Um dos problemas apontados pelos visitantes foi o mau estado de conservação do
acervo. O museu, realmente, conta com sérios problemas de conservação tanto do
acervo como do próprio prédio, que foi o palácio imperial. Sanitários
encontram-se deteriorados; há falta de bebedouros, cafés e locais para o
público se sentar; vitrines e salas apresentam pouca preservação e limpeza;
legendas, sinalização e folhetos explicativos inexistem; e, por fim, os guia,
quando disponíveis, estão mal preparados.9 Devido às dimensões do acervo do
Museu Nacional, e do próprio palácio que o abriga, a conservação do prédio e do
acervo depende de grandes investimentos, difíceis de serem obtidos. O Museu
localiza-se no interior de um parque que, por sua vez, também precisa de
investimentos de modo a proporcionar segurança e lazer para o público. A
situação precária das exposições do Museu Nacional justifica e fortalece, em
grande medida, a associação que os moradores da cidade fazem entre museu e
coisa velha (Chagas, 1987).
Outro problema do Museu Nacional diz respeito à falta de profissionais
apropriados. Em 1999, muitos dos módulos em exposição datavam de cinqüenta anos
atrás. A maioria de seus profissionais têm fortes vínculos com a pesquisa
acadêmica, uma vez que o museu faz parte da Universidade Federal do Rio de
Janeiro. Em contrapartida, há um número reduzido de profissionais responsáveis
pelo estudo dos objetos a serem expostos, pela avaliação do público e pela
análise de questões museográficas. Os profissionais entrevistados foram
incapazes de dizer até mesmo quais eram os objetos em exposição. Há, sem
dúvida, uma tentativa, por parte dos diretores, de implementar mudanças nesse
sentido, reorganizando o acervo, modernizando os módulos expositivos,
reconstruindo narrativas e ampliando o diálogo com o público. Mas, vítima de um
círculo vicioso, o museu carece de público, profissionais adequados e
investimento.
Diferentemente do Museu Nacional, o Museu Paulista obteve recentemente apoio
financeiro não só da Universidade de São Paulo (USP), como também de empresas
paulistas. Conseguiu, com isso, fazer obras e melhorias no prédio, reorganizar
e ampliar o acervo, contratar profissionais e multiplicar o número de
exposições temporárias. As exposições permanentes procuram mostrar a vida
cotidiana na cidade de São Paulo, estimulando uma postura crítica em relação a
discursos mistificadores, etnocêntricos, nacionalistas e com pretensões à
universalidade (Bezerra, 1993). Contudo, em entrevistas, diversos profissionais
da instituição, declararam que não havia políticas traçadas para aumentar o
número de visitantes no Museu, já que se tratava, como justificativa, de um dos
museus mais visitados do Brasil. A afirmação é absolutamente verdadeira, mas se
considerarmos que São Paulo tem aproximadamente 15 milhões de habitantes, e é
uma das regiões mais ricas do país, com grau elevado de urbanização, resta
perguntar por que muitos profissionais se contentam, hoje, com o número de 260
mil visitantes por ano. Isso se torna mais preocupante quando os dados mostram
que, em 1955, o museu recebeu 280 mil visitantes. Além disso, ainda com base em
entrevistas realizadas no Museu Paulista, constatamos que a maior visitação do
museu ocorre no feriado de 7 de Setembro, quando pessoas da periferia da cidade
procuram lazer principalmente nos jardins do museu.

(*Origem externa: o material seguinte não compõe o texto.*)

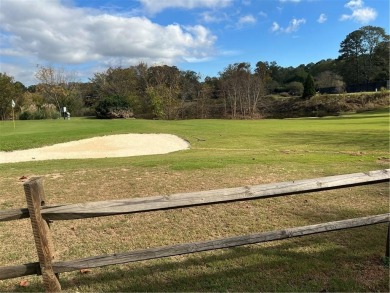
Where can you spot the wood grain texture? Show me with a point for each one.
(160, 252)
(179, 200)
(11, 215)
(35, 198)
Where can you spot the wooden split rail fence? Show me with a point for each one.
(40, 215)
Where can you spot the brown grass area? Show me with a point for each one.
(83, 238)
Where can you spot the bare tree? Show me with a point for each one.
(59, 87)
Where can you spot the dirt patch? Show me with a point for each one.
(122, 145)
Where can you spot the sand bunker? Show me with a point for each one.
(122, 145)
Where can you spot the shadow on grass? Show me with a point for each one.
(315, 263)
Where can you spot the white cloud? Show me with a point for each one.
(322, 18)
(360, 13)
(213, 17)
(354, 4)
(247, 19)
(60, 34)
(275, 27)
(293, 26)
(155, 6)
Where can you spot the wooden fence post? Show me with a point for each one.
(35, 198)
(388, 241)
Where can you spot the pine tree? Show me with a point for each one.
(309, 89)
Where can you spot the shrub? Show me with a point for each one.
(309, 89)
(114, 107)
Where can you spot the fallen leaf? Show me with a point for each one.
(24, 283)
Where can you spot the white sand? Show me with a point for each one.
(122, 145)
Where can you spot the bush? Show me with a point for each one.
(114, 107)
(39, 114)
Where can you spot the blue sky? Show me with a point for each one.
(87, 36)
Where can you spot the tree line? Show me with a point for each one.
(166, 92)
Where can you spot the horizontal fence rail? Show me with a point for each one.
(40, 215)
(187, 248)
(180, 200)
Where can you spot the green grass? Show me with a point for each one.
(224, 153)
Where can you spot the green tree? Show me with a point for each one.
(114, 107)
(9, 90)
(308, 88)
(361, 55)
(59, 88)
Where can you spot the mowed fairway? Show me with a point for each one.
(223, 153)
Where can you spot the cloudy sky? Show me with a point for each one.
(87, 36)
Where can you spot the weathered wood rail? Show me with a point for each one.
(40, 215)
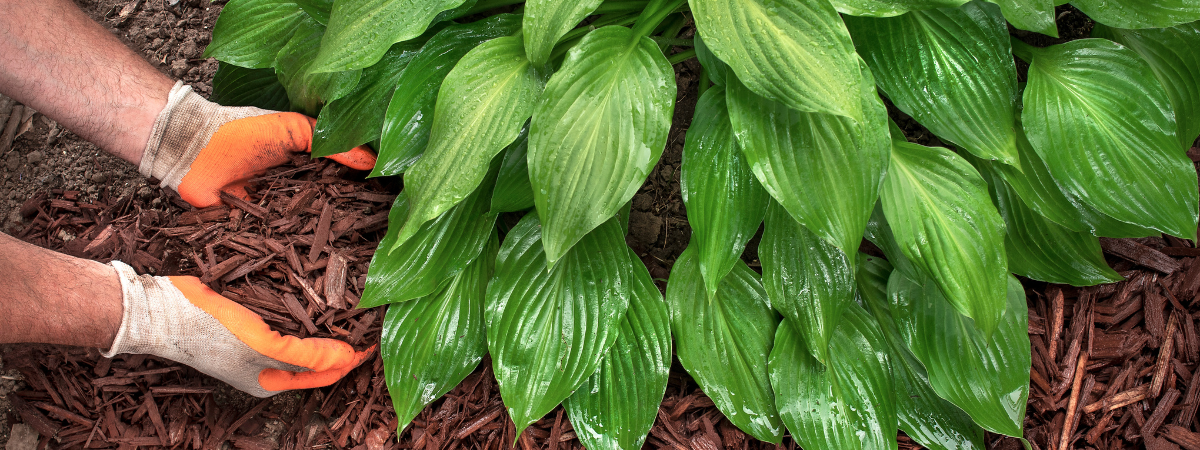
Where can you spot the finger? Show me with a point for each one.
(275, 379)
(318, 354)
(359, 159)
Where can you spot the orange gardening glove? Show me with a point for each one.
(181, 319)
(199, 148)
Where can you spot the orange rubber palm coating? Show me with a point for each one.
(246, 148)
(328, 359)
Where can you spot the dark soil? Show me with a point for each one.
(1135, 340)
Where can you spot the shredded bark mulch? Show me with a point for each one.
(1114, 366)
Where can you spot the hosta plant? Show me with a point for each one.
(522, 130)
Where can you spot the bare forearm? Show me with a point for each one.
(71, 69)
(52, 298)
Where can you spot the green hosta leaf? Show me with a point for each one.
(617, 406)
(923, 415)
(725, 202)
(549, 328)
(481, 107)
(1030, 15)
(442, 249)
(807, 279)
(1171, 53)
(309, 91)
(361, 31)
(879, 232)
(724, 342)
(891, 7)
(988, 377)
(1038, 190)
(547, 21)
(430, 345)
(715, 70)
(850, 402)
(513, 189)
(409, 118)
(795, 52)
(1122, 156)
(1042, 250)
(943, 221)
(240, 87)
(825, 169)
(250, 33)
(952, 70)
(318, 10)
(355, 119)
(598, 131)
(1140, 13)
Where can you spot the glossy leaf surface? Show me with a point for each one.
(355, 119)
(361, 31)
(725, 201)
(1045, 251)
(946, 225)
(309, 91)
(807, 279)
(795, 52)
(988, 377)
(1039, 191)
(825, 169)
(849, 403)
(318, 10)
(1171, 53)
(923, 415)
(546, 22)
(1030, 15)
(240, 87)
(431, 343)
(598, 131)
(513, 189)
(717, 70)
(951, 70)
(724, 342)
(442, 249)
(616, 407)
(891, 7)
(1122, 156)
(549, 329)
(250, 33)
(1139, 13)
(481, 107)
(409, 118)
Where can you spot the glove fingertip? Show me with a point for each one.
(359, 159)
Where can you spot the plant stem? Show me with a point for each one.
(682, 57)
(1023, 49)
(654, 13)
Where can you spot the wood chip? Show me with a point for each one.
(1139, 253)
(335, 281)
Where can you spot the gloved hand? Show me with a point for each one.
(199, 148)
(181, 319)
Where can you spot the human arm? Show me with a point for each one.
(52, 298)
(57, 60)
(71, 69)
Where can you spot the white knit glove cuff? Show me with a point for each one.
(181, 130)
(160, 321)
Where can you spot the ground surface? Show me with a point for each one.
(1123, 357)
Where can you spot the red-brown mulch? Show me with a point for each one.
(1114, 366)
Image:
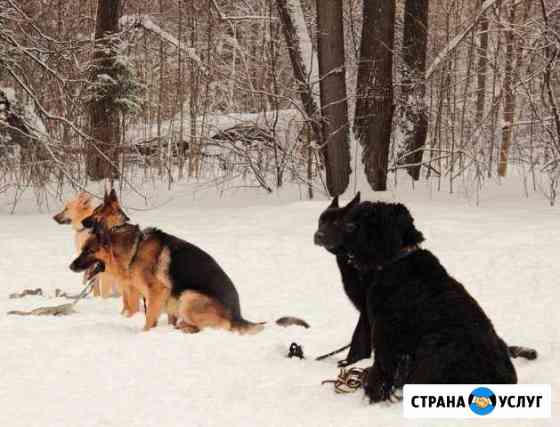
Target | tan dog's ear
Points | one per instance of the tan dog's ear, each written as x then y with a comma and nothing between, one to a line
102,235
84,198
113,196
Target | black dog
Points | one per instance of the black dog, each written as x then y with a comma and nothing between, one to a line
376,250
331,236
419,315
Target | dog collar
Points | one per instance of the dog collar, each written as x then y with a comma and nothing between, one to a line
403,253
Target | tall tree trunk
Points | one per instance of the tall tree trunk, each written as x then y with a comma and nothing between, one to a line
482,67
332,71
415,45
103,114
291,16
509,95
374,105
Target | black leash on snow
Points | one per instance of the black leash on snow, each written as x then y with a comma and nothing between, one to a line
57,310
332,353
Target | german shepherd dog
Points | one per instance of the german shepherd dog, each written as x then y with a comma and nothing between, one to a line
75,211
110,214
423,324
171,274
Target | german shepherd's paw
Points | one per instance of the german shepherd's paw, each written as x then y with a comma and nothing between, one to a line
187,329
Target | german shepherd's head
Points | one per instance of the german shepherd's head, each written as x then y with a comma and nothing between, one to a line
108,214
333,231
75,210
99,250
95,253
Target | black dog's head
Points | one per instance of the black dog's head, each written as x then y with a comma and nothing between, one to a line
380,231
334,230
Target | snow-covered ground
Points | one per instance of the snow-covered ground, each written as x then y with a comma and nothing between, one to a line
96,368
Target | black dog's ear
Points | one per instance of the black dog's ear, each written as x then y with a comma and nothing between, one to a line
354,201
411,236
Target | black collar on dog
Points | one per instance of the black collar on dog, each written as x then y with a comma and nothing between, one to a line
403,253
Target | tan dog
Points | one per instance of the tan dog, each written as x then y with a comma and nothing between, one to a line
158,266
109,214
75,211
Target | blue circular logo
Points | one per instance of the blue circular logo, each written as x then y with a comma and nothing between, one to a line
482,401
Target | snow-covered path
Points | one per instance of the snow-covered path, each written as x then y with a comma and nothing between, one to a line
96,368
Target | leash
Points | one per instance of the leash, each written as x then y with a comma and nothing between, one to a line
85,292
348,381
332,353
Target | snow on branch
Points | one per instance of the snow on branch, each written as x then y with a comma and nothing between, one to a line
452,45
146,22
225,17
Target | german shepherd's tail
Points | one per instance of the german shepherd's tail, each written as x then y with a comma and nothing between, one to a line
244,327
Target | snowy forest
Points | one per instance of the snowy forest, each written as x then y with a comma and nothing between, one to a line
272,92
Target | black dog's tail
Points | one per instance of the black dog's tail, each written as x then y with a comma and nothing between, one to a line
524,352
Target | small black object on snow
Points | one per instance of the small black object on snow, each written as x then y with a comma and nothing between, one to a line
296,350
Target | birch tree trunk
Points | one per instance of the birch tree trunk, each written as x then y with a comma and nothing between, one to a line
374,104
415,45
104,118
332,71
482,67
509,95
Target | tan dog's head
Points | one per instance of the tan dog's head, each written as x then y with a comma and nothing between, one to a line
95,254
75,210
108,214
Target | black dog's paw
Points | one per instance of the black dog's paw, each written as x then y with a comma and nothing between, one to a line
345,362
375,388
524,352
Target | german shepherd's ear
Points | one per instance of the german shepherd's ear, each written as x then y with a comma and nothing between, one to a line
102,235
113,196
84,198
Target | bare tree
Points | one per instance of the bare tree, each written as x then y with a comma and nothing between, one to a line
374,105
414,51
336,150
104,118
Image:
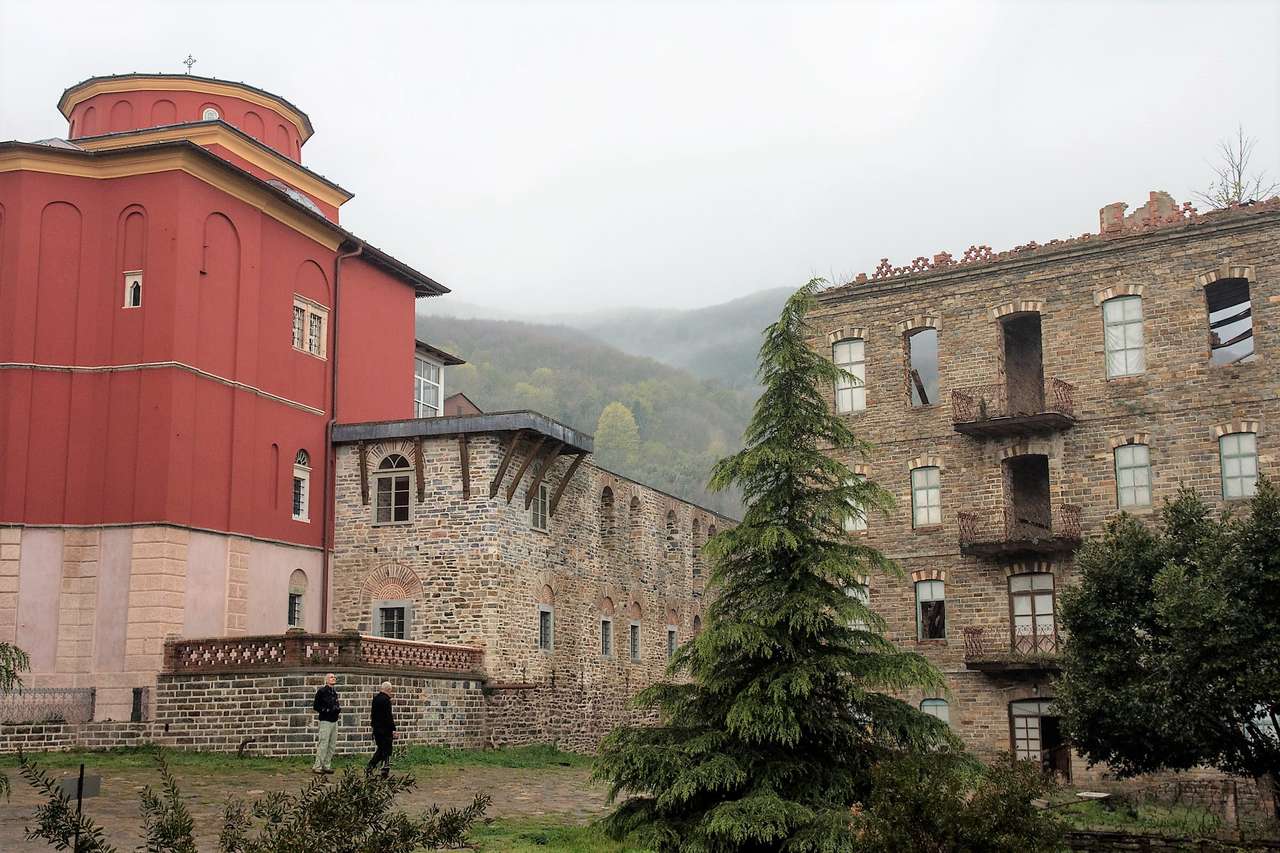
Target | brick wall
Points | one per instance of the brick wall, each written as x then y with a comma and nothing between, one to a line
216,712
476,573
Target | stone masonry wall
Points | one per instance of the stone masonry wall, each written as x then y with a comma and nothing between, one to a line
274,710
1176,406
476,574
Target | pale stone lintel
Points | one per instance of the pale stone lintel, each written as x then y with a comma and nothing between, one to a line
1114,291
1133,438
846,333
1028,568
919,322
1238,425
1020,306
927,460
1226,270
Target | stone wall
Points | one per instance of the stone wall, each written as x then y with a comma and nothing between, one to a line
272,711
1176,406
616,553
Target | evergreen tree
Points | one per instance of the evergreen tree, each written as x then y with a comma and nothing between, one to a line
776,711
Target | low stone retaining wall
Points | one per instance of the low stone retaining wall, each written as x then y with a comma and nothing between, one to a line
1125,843
272,712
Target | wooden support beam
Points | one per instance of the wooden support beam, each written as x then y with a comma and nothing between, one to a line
565,479
506,460
524,466
364,473
552,455
417,470
465,459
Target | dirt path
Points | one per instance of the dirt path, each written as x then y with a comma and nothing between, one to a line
516,793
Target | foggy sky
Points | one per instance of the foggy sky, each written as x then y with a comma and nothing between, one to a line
571,156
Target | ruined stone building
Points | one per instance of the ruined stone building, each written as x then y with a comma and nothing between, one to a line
1019,400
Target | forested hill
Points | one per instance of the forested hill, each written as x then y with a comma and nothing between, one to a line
654,423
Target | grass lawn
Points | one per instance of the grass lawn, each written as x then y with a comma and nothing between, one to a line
543,834
414,758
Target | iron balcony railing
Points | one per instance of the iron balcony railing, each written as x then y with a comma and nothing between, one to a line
995,409
991,649
1020,528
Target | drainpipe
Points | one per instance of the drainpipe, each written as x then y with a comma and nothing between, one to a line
329,474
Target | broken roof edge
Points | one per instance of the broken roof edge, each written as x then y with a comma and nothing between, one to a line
979,259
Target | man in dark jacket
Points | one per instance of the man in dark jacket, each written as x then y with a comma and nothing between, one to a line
327,708
384,729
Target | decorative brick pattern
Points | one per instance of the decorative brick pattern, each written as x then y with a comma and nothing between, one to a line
78,601
10,553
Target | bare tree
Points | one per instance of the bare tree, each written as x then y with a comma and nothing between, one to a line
1233,185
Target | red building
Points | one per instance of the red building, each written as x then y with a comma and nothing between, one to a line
184,319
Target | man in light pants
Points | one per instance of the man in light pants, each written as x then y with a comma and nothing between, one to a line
327,708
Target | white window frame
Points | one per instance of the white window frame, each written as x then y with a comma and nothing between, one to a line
607,637
1239,469
927,482
926,592
423,409
937,708
1123,337
131,278
549,646
300,509
1133,475
392,475
310,313
850,396
539,516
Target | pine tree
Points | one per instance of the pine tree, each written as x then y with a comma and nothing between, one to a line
776,712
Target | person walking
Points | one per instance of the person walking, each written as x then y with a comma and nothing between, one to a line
384,729
328,708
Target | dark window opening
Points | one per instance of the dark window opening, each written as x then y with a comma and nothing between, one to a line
1230,320
391,623
1024,364
1028,514
922,366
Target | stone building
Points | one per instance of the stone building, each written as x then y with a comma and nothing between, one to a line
497,532
1019,400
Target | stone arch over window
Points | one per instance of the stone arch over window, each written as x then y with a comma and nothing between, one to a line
1019,306
393,580
1112,291
608,519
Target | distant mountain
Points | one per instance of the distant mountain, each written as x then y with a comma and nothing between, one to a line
718,342
668,429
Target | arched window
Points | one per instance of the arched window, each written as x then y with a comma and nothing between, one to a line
391,502
301,502
297,597
1123,337
608,523
937,708
850,356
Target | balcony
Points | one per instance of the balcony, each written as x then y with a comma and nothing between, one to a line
992,411
991,651
1022,530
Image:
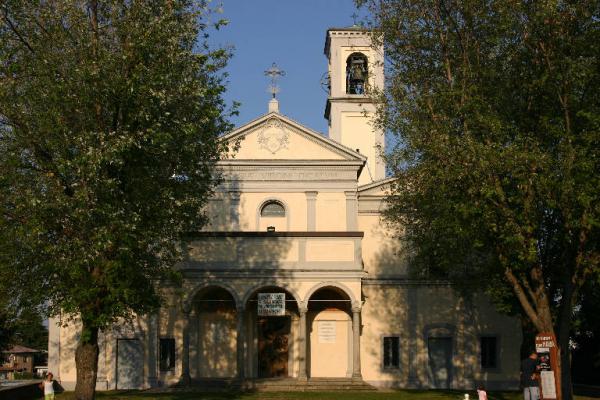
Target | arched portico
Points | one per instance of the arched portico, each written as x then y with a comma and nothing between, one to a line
272,338
210,326
333,317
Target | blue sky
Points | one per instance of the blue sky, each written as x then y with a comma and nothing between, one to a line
290,33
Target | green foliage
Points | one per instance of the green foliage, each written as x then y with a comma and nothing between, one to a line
496,109
110,114
24,375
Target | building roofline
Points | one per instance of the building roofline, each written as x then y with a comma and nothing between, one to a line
354,28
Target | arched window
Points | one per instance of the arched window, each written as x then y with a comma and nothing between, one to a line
357,73
272,209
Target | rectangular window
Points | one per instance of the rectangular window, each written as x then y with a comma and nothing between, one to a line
489,351
391,352
167,354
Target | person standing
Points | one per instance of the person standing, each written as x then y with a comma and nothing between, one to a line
481,393
529,377
47,385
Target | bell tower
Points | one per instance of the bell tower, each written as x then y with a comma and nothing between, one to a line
355,69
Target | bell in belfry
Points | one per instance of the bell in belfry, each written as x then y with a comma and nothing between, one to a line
358,71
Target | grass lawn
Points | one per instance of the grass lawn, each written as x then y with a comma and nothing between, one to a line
391,395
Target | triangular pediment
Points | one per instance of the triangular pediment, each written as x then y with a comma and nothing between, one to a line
276,137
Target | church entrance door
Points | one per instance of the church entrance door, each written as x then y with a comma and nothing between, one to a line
273,346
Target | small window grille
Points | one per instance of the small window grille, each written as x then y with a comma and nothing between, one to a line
272,209
489,349
391,352
167,354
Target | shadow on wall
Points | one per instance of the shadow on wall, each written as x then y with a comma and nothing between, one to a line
425,334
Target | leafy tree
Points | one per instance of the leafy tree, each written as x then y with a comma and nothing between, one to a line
110,113
495,106
6,329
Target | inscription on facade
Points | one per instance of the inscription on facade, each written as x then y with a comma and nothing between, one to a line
271,304
326,331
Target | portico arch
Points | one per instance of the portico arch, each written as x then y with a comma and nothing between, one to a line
273,339
189,298
333,320
337,285
272,285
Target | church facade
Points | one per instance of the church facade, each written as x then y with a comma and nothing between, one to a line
297,277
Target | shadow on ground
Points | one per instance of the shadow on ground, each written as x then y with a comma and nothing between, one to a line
388,395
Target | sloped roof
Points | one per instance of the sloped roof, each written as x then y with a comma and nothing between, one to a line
375,188
16,349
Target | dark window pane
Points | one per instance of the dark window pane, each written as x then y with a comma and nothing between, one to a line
272,209
391,352
488,352
167,354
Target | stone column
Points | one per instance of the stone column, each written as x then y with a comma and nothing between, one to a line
152,347
302,341
185,356
356,342
234,211
311,211
351,211
240,342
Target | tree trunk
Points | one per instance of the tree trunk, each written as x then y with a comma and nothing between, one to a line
86,363
564,362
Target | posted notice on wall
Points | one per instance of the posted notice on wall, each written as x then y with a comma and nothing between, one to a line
326,331
548,384
271,304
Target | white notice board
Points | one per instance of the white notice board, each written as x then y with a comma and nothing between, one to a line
548,384
326,331
271,304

Uma outra questão a ser investigada no Museu Paulista é o significado que ele
tem para seus visitantes. Independentemente das diversas narrativas construídas
no interior do museu, que substituíram antigos discursos comemorativos, ele
continua a ser compreendido pelo público como o monumento que celebra o "grito
do Ipiranga", e, portanto, visitado sobretudo na data da proclamação da
Independência. Os moradores de São Paulo não parecem conhecer sua nova proposta
' o prédio continua sendo associado à antiga moradia de D. Pedro I ou de sua
amante, função que nunca teve.
A terceira instituição a ser considerada é o Museu da República, no Rio de
Janeiro, que tem se modernizado, passando por importantes reformas realizadas
com um financiamento substantivo. As exposições atuais procuram se afastar do
enaltecimento a Getúlio Vargas, narrando a história republicana de uma nova
maneira, o que inclui, por exemplo, objetos da cultura popular. Além disso, o
museu delineou já há alguns anos uma política significativa de aproximação com
a comunidade local e tem obtido sucesso nesse sentido. O parque do museu é uma
área de lazer importante, localizada no Catete, um bairro da zona sul, e recebe
em torno de 900 mil visitantes por mês. O Museu da República incorporou em seu
espaço sala de cinema, livraria, restaurante, auditórios para debates e
palestras e passou a promover eventos ao ar livre. Certamente o público do
museu aumentou na última década, mas isso com base nos parâmetros apresentados
anteriormente para os demais museus.
Segundo um estudo estatístico realizado em 1999 pela Escola Nacional de
Ciências Estatísticas (Ence), 59% dos visitantes do Museu da República recebem
mais de dez salários mínimos por mês, isto é, a maior parte dos visitantes
encontra-se entre os 24,6% mais ricos da população brasileira. Se considerarmos
o grau de escolaridade, a exclusão é maior: 62% dos visitantes têm ensino
superior, o que corresponde apenas a 8,9% da população. Em relação à ocupação
dos visitantes, a maior incidência é de estudantes e professores (35,9%). Além
disso, a partir de depoimentos fornecidos pelos próprios profissionais do
museu, chegamos à conclusão de que o museu continua sendo, em grande medida,
reconhecido pela população por ter sido o Palácio do Catete, local em que
Getúlio Vargas se suicidou. Apesar dos investimentos e das iniciativas no
sentido de abrir as portas do museu e seu entorno para a população, o Museu da
República continua com um público bastante seleto. Independentemente dos
objetivos traçados e das novas narrativas criadas, observa-se que os visitantes
ainda associam majoritariamente o museu a casa onde Getúlio se suicidou.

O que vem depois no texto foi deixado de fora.